Recently, I was told that the word "programming" in the phrase "programming thoughts" is a verb in the gerund-participle form and that the term "gerund" by itself is obsolete in modern grammar. I was confused by this, because to me the construction seems exactly the same as in, say, "Shower Thoughts": a noun being modified by an attributive noun. I understand that it's the same form as the present participle. But it seems to act exactly as a noun phrase: for example, it can be modified by adjectives like "good" or "bad." I know that some -ing words can be analyzed as deverbal nouns; this is described here: what is the difference between a “deverbal noun” and a “verbal noun”? However, the tests given seem to mainly apply to count nouns; normally we can't pluralize mass nouns, and they can't take the indefinite article a/an. The definite article can be used with programming; for example, in the phrase "the programming of computers."
So why can't it be considered an indefinite deverbal noun? Is that even the right terminology? Is there any terminology in modern theories of syntax by which one can distinguish the "programming" in "programming class" (a class about programming) from the "programming" in "programming grandparent" (a grandparent who programs), or are these not considered to be distinct constructions?

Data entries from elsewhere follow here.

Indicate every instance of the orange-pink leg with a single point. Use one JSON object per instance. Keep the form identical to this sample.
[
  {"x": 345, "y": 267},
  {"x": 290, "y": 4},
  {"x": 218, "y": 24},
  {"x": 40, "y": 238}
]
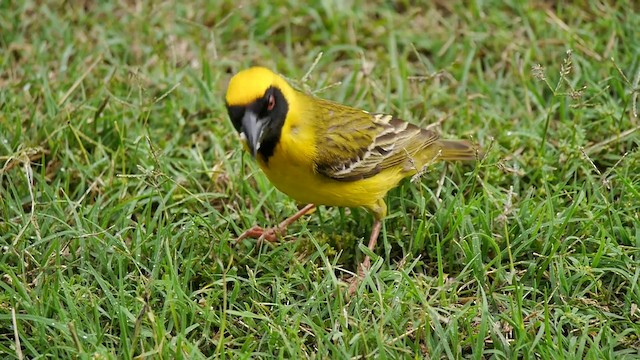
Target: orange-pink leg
[
  {"x": 273, "y": 234},
  {"x": 366, "y": 264}
]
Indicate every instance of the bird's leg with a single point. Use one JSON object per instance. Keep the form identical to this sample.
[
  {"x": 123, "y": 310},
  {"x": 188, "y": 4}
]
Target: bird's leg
[
  {"x": 366, "y": 264},
  {"x": 273, "y": 234}
]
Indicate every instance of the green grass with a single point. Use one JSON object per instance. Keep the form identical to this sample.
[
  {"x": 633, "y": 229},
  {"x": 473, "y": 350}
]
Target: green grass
[{"x": 123, "y": 185}]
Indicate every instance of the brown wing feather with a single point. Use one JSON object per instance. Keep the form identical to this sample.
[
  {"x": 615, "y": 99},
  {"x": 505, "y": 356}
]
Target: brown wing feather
[{"x": 357, "y": 145}]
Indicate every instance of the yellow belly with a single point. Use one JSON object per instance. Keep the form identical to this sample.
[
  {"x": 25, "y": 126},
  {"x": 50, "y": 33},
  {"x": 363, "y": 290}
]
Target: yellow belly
[{"x": 305, "y": 186}]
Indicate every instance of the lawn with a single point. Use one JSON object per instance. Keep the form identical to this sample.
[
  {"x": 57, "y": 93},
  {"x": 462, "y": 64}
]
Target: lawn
[{"x": 123, "y": 185}]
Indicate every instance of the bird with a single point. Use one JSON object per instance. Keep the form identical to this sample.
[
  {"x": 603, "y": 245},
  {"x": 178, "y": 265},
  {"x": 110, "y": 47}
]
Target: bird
[{"x": 320, "y": 152}]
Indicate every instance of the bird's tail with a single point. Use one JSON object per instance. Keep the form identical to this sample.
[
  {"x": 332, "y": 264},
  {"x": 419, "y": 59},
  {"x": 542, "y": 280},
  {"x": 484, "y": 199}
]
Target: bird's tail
[{"x": 458, "y": 150}]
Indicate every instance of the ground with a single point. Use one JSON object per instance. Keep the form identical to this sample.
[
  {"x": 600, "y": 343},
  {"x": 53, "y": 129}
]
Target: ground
[{"x": 123, "y": 185}]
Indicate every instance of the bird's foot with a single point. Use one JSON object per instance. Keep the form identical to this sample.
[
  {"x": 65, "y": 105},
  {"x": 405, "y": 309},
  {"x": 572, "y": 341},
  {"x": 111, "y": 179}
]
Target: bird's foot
[{"x": 355, "y": 280}]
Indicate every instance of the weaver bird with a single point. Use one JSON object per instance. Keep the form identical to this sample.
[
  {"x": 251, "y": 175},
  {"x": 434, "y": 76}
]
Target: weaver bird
[{"x": 323, "y": 153}]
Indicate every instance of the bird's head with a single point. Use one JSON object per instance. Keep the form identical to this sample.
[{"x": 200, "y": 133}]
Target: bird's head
[{"x": 257, "y": 106}]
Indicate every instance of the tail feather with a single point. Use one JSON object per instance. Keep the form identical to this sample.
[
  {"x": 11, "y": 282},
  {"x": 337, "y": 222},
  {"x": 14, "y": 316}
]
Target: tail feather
[{"x": 451, "y": 150}]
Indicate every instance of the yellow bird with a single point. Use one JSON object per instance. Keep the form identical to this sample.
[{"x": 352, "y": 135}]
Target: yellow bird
[{"x": 323, "y": 153}]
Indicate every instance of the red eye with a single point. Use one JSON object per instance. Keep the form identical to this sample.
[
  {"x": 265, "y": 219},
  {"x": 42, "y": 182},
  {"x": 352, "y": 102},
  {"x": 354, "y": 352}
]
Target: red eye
[{"x": 272, "y": 102}]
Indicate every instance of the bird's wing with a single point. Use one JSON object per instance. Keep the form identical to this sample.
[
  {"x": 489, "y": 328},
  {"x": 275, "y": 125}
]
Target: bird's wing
[{"x": 356, "y": 145}]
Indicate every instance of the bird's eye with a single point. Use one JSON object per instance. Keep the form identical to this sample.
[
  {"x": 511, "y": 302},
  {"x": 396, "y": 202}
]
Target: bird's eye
[{"x": 272, "y": 102}]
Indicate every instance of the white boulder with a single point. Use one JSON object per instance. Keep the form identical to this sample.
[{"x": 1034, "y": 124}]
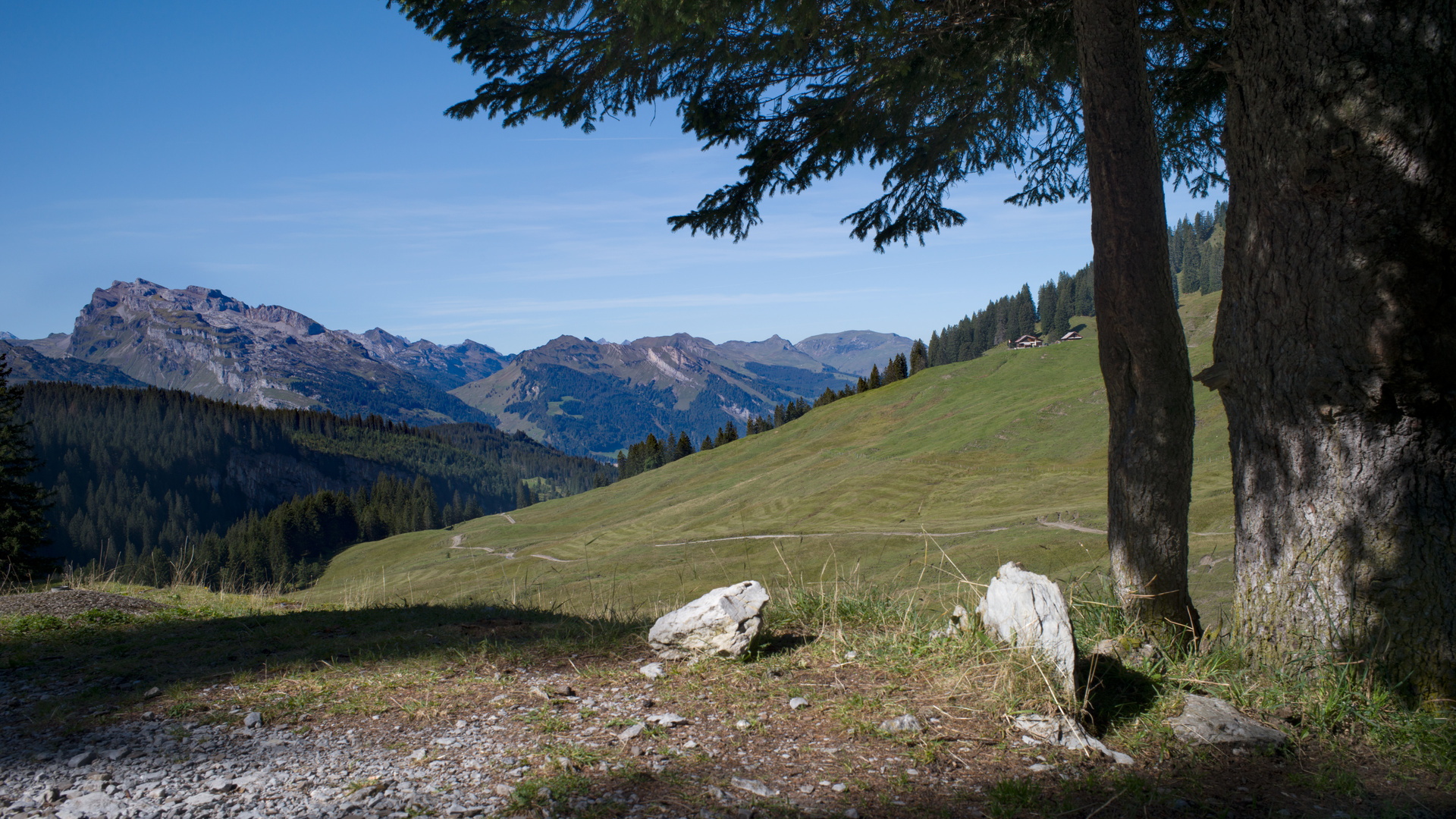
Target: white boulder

I've read a Language Log article about the concept of gerund-partiple and how it covers some of the things traditionally labelled as "gerund" (Gerunds vs. participles) but the examples of the "gerund" here seem to be more verby than "programming":
Destroying the files was a serious mistake.
I regret destroying the files.
Also, in a comment, Mark Liberman says
Huddleston and Pullum argue, in addition, that the traditional functional distinction between gerunds and present participles is not a coherent one, and should be abandoned. That's not the same as arguing that all -ing forms are gerund-participles — this is clearly false — or there are no functional distinctions among uses of gerund-participles — H & P retain or propose several, just not anything that's closely congruent with the traditional split.]
What are the -ing forms that are "clearly" not gerund participles? And what are the names Huddleston and Pullum use for the functional distinctions?
This Wiktionary discussion suggests that H & P distinguish "gerundial nouns" from "gerund-participles" using the following criteria:
- Complementation: Among other things, gerundial nouns take an "of" -prepositional phrase as complement ("the singing of the song").
- Modification: Gerundial nouns take an adjective as modifier, while participles take an adverb. ("Her splendid singing of the song left them transfixed.")
- Determiners: Only nouns can take the definite article ("the singing of the song").
- Plurals: Only nouns can take the plural (however, they don't always do so).
By these criteria, it seems to me that "programming" is a gerundial noun, not a gerund-participle. And assuming the term is compositional, I'd think a "gerundial noun" can be called a noun. But I'm not sure I'm getting this right.
I guess the same question applies to words like "cooking" and "writing."
(I know that many dictionaries list "programming" as a noun, but dictionaries can't be trusted to get parts of speech technically correct.)